Hegglin Peter · Ständerat · 2024-06-03
Hegglin Peter · Ständerat · Zug · Die Mitte-Fraktion. Die Mitte. EVP. · 2024-06-03
Wortprotokoll
Teilweise sehe ich es auch so wie Kollege Dittli, der sagt, es ist ein Zahlungsrahmen, er muss nicht ausgeschöpft werden, er wird erst im Nachgang in den Budgetberatungen ausgabenwirksam. Hier ist es eher eine Zusage, dass man höher planen kann; das ist eigentlich die Botschaft.

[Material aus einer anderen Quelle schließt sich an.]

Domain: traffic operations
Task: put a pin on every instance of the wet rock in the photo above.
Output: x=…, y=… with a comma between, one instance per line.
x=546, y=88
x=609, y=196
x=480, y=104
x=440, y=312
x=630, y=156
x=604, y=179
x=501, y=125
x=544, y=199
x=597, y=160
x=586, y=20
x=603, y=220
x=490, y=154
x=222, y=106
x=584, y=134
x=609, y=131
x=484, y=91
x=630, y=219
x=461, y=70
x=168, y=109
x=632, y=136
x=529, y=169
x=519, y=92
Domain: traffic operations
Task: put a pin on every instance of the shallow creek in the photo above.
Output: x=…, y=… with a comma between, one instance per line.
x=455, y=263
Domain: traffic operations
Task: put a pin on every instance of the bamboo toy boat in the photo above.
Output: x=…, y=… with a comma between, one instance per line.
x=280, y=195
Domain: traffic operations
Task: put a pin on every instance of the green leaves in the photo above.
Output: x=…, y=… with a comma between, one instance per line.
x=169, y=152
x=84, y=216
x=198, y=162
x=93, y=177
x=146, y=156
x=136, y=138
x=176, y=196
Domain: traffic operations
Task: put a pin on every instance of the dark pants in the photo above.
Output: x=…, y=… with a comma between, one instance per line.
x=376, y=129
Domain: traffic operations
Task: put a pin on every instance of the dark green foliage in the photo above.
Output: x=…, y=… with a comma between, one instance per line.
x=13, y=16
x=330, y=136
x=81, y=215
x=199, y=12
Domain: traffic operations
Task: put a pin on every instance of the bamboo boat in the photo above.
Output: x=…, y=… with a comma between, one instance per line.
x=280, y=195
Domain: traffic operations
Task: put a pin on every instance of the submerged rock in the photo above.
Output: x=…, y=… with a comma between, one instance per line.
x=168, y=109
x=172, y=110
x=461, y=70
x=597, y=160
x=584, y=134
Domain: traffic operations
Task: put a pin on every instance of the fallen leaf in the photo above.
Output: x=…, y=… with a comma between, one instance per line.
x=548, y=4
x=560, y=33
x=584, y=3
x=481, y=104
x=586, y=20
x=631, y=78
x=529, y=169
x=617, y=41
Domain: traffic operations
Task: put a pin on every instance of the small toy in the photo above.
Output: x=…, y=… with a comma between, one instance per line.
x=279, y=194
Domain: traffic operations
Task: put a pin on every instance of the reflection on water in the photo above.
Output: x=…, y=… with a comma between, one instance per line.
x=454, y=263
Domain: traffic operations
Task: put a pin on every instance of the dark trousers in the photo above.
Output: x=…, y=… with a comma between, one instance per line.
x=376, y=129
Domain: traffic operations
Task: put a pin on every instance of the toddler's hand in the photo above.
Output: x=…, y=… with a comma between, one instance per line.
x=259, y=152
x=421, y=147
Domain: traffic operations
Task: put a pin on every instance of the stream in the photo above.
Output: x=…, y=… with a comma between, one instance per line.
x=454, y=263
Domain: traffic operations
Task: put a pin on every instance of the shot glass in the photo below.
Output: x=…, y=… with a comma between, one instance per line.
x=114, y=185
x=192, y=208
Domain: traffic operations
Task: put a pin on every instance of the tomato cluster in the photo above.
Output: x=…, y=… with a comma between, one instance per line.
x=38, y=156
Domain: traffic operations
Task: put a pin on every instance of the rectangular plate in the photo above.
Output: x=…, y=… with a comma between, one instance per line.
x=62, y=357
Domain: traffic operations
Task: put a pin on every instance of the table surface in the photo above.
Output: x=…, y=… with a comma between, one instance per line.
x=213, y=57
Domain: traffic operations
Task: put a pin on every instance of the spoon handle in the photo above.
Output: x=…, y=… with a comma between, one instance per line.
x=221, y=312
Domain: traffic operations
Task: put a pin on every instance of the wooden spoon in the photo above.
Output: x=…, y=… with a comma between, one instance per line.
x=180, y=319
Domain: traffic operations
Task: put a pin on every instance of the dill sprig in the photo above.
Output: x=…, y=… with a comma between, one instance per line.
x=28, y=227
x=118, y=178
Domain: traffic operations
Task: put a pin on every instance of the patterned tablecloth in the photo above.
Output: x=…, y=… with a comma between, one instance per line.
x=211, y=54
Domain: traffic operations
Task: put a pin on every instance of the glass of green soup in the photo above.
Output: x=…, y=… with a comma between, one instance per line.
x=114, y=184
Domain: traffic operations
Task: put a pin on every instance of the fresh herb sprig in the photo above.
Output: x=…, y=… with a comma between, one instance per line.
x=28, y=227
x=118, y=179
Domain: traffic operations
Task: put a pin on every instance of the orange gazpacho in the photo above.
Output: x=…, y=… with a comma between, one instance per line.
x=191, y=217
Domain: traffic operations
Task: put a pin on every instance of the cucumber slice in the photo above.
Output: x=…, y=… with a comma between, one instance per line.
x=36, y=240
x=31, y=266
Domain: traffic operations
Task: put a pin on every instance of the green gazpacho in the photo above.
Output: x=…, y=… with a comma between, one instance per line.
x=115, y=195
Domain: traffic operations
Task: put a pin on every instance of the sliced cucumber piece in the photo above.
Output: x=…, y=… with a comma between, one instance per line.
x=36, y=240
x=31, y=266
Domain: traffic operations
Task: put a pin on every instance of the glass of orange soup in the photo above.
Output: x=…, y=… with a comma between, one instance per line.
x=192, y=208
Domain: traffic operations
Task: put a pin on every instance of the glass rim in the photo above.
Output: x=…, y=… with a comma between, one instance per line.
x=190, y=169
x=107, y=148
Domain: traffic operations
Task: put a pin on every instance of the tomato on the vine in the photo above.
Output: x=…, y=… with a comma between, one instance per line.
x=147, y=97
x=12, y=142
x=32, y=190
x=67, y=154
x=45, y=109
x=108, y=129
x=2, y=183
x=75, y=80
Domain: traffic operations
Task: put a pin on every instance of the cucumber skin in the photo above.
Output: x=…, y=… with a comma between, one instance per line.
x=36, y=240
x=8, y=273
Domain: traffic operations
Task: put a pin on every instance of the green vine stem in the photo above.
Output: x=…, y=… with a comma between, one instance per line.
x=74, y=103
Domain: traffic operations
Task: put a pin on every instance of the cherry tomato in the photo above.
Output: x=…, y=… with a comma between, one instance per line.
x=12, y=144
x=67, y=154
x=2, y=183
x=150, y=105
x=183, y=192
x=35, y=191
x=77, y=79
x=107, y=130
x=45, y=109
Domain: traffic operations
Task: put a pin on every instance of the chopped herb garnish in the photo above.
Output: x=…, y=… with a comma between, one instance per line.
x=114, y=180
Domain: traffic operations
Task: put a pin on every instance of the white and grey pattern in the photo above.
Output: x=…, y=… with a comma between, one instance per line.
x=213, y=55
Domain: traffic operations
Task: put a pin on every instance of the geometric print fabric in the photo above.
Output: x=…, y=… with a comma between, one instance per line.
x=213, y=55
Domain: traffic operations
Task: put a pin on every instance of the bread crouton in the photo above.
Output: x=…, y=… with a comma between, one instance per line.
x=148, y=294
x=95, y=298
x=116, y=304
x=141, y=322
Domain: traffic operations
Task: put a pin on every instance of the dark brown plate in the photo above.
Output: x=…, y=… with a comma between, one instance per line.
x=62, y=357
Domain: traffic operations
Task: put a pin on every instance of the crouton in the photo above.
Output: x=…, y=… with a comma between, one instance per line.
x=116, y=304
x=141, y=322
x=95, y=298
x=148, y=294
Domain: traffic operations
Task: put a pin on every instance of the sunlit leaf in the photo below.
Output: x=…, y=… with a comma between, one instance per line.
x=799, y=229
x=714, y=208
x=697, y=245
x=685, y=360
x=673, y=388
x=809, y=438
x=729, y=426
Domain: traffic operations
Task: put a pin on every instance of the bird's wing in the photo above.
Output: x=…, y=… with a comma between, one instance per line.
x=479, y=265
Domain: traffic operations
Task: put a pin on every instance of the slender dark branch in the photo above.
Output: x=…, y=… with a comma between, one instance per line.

Aber es gibt eben noch eine zweite Seite, und zwar erstreckt sich ja der Zahlungsrahmen von 4 Milliarden Franken auf vier Jahre, das ist also 1 Milliarde Franken pro Jahr. Ich gehe natürlich davon aus, dass wir, wenn wir jetzt zu diesen 4 Milliarden Franken Ja sagen, im nächsten Zahlungsrahmen auch zu 4 Milliarden Franken Ja sagen müssen. Das ist so, weil man das Ziel anstreben möchte, dass bis 2035 die Armeeausgaben 1 Prozent des BIP betragen. Also eigentlich stellt man hier in Aussicht, dass man 8 Milliarden Franken geben möchte. Von daher habe ich insofern meine Mühe damit, das habe ich beim Eintreten schon gesagt, als der Bundesrat bereits um 22 Milliarden Franken aufstockt. Wenn wir hier zusagen, sagen wir quasi, dass wir bereit sind, im Vergleich zu vorher das Budget auf gegen 30 Milliarden Franken aufzustocken. Denn es ist doch so, dass das Ziel, die Armeeausgaben bis 2030 auf 1 Prozent des BIP anwachsen zu lassen, zusätzliche 29 Milliarden Franken bedeutet. Und die Erreichung von 1 Prozent des BIP im Jahr 2035 entspricht einem Wachstum von 22 Milliarden Franken im Vergleich zur Planung von vor dem Ukraine-Konflikt.
Das sind die Zahlen, die ich von der Eidgenössischen Finanzverwaltung habe, und ich gehe davon aus, dass diese Zahlen korrekt sind. Es sind grosse Beträge. Ich meine, wenn wir zu so grossen Beträgen Ja sagen wollen oder sollen, bräuchte es eine zusätzliche Botschaft des Bundesrates. Ich habe einleitend auch gesagt, dass ich finde, die gesetzliche Grundlage, auf welcher die Armeebotschaft abgestützt ist,[NB]sei[NB]zu[NB]wenig[NB]ausreichend. Es braucht eine vertieftere Debatte.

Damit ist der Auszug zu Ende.